Acima uma descrição pessoal do filme “Como nossos pais”, de Lais Bodanzky, mesma diretora de “Bicho de 7 cabeças”, lembram? A seguir uma das sinopses:

“Rosa é uma mulher que quer ser perfeita em todas suas obrigações: como profissional, mãe, filha, esposa e amante. Quanto mais tenta acertar, mais tem a sensação de estar errando. Filha de intelectuais dos anos 70 e mãe de duas meninas pré-adolescentes, ela se vê pressionada pelas duas gerações que exigem que ela seja engajada, moderna e onipresente, uma super-mulher sem falhas nem vontades próprias”.

...e a seguir nossas conversas:

- Eu fiquei muito mais afetada com o lance da relação da Rosa com a mãe do que na relação dela com o marido. Me parece até que os conflitos na relação com o marido são, em grande parte, decorrentes dessa matriz feminina construída na relação com a mãe.

- Eu estou no sanduiche... rsrs... conflitos como filha e como mãe... tento fazer tudo para agradar minha mãe, pra ser “quem ela queria que eu fosse”... claro que não tenho êxito nesse projeto... rsrs... pois só o teria se fosse perfeita... e ela aproveita de qualquer virgulazinha, qualquer deslize, para me “arrasar”... sutilmente me diz que não passo perto de nenhuma das sobrinhas, tão dedicadas com suas mães (sou filha única, pra piorar...). E fico oscilando entre a raiva dela e a culpa de não ser a filha que ela queria... e dá-lhe sofrimento.

- E a culpa está pertinho da onipotência não é? são dois lados da mesma moeda... e desemboca na desumanização... pois, enquanto mãe, “digo” pra minha filha, profissional e mãe da melhor qualidade, que ela “falha” como dona de casa... e, mesmo quando não quero dizer, ela “entende” que estou dizendo... e, claro, combate isso agressivamente... e está aberto o conflito... e ficamos, as duas, como na metáfora da pantera presa na rede, se debatendo e cada vez mais se prendendo, sem perceber o movimento certeiro que a levaria à liberdade.

- Pois, a pergunta é (melhor, as perguntas são...): para que serve, no nosso mundo, a onipotência da mulher? o que reproduzimos com essa onipotência tão enraizada? e... como ela nos faz sofrer... e como podemos nos libertar?

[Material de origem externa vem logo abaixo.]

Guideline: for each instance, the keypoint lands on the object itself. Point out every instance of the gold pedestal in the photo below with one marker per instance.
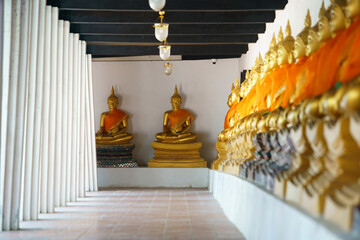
(177, 155)
(222, 157)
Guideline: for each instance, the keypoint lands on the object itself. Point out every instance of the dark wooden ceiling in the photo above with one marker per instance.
(199, 29)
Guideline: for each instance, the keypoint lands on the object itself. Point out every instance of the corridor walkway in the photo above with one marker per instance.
(134, 214)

- Claro que já tinha pensado muito sobre a questão da onipotência da mulher, como ela se forma e pra que ela se presta no nosso mundo. Já muitas vezes, em conversas de mulheres, falávamos sobre nossa dificuldade de permitir o “caos”: metáfora (mais ou menos, às vezes é real mesmo...)  que usamos para descrever o estado que uma casa precisa ficar para o “marido moderno” (aquele que diz que já superou o “ajudar” e que está “participando” enxergar o que precisa ser feito. Por que essa coisa de dizer que “participa” e esperar que a mulher te “mande” fazer... porra!!! vamos combinar!!! Não é 50-50!!! Você tá cansado de saber que numa empresa tem a pessoa que planeja, administra, executa, neh!!! Então... só executar não é, definitivamente, participar 50-50...

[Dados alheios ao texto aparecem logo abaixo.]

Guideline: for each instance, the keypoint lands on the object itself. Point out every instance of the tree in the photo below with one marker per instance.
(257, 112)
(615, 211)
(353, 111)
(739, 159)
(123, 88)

- Agora bora olhar nosso lado... nossa dificuldade de “permitir o caos”... então... a onipotência da mulher... essa característica que tá na nossa alma (metaforicamente falando... pode ser também  no nosso sangue, ou no nosso espírito...) essa coisa de querermos ser as melhores, as perfeitas... em TUDO!!! Que arrasa com a gente... que nos faz sofrer... pois o que mais queremos é aquela participação 50-50... aprendemos com nossas mães!!!!
E ficamos o tempo todo, a vida toda!!! Cobrando e ressentidas com a não participação... mas a gente não permite!!! Por que não tem ninguém que faça nada em casa como nós!!!...

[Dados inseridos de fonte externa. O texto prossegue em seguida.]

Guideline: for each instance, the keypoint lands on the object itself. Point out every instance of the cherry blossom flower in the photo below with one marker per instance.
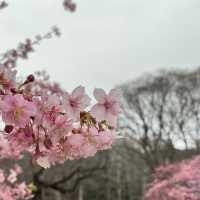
(107, 107)
(16, 110)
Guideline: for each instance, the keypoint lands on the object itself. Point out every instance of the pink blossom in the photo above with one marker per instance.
(16, 110)
(75, 102)
(108, 106)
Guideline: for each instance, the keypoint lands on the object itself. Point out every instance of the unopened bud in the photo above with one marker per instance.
(8, 128)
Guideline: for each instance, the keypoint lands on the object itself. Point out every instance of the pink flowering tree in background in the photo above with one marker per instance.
(179, 181)
(43, 120)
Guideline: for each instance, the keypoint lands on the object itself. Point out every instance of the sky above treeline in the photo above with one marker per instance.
(106, 42)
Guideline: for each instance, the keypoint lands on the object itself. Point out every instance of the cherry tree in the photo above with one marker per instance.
(42, 119)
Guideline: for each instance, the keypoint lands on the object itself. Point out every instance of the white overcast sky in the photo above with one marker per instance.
(106, 42)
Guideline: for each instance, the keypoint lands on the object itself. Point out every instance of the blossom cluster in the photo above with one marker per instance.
(180, 181)
(10, 188)
(54, 126)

- E como aprendemos e internalizamos essa merda!!!???  Ora... sempre buscamos o reconhecimento, sermos amadas (os), característica humana... e, de alguma forma sutil do tamanho de uma patada de elefante (algumas dizem que do tamanho de uma manada de elefantes... rsrs) as mães “dizem” às filhas, quase que durante toda a vida, que somente seremos amadas se formos “perfeitas”.  Elas nos mostram “sutilmente” que não somos capazes. Ora, se a auto estima vem em decorrência desse reconhecimento, me reconhecer é estar sempre me sentindo incapaz...

- e, em sequência, se constrói a onipotência de estar a vida toda mostrando pra mãe (e pro resto do mundo) que somos capazes DE TUDO!!! Que somos perfeitas... que somos capazes de ser

Ótima esposa
Ótima mãe

Ai ficamos insatisfeitas com isso: “É verdade que nos falaram que seriamos realizadas enquanto esposa e mãe... A sacanagem que nos fizeram é que “disseram” que era Só !!!    aí buscamos mais... e o mercado “precisou de nós”... e fomos... e nos realizamos... mas não conseguimos “abandonar” o “só”... e ficamos na tripla jornada, porque não tem ninguém que faça “cuidar dos filhos e da casa” como nós... sexo? acabou... porque fica da quarta jornada... aí estamos exaustas...

- e a onipotência se espalha... “precisamos” ser perfeitas para ser amadas... essa também é a base para nossa exploração estética: consumo de cosméticos, academias, precisamos ser perfeitas... e MAGRAS!!! e LINDAS!!! Tudo isso para recebermos o amor do outro (primeiro da mãe...) para nos amar!!!

- Olha isso: a necessidade do reconhecimento faz parte do ser humano... mas, para sermos livres, precisamos abrir mão dessa necessidade... é arriscado… mas somente assim podemos construir nossa identidade: quem queremos ser... e mais: construirmos juntas: também não adianta você achar que superou colocando uma outra mulher pra fazer o serviço de casa... você estará reproduzindo uma sociedade de exploração da mulher!!!  O que temos que fazer é a construção social dessa libertação... mas passa pela superação dessa nossa onipotência, que se presta à reprodução de uma sociedade patriarcal, machista ... e, no nível pessoal, à reprodução do sofrimento (“sofrer e fazer sofrer o outro com o seu jeito de ser”).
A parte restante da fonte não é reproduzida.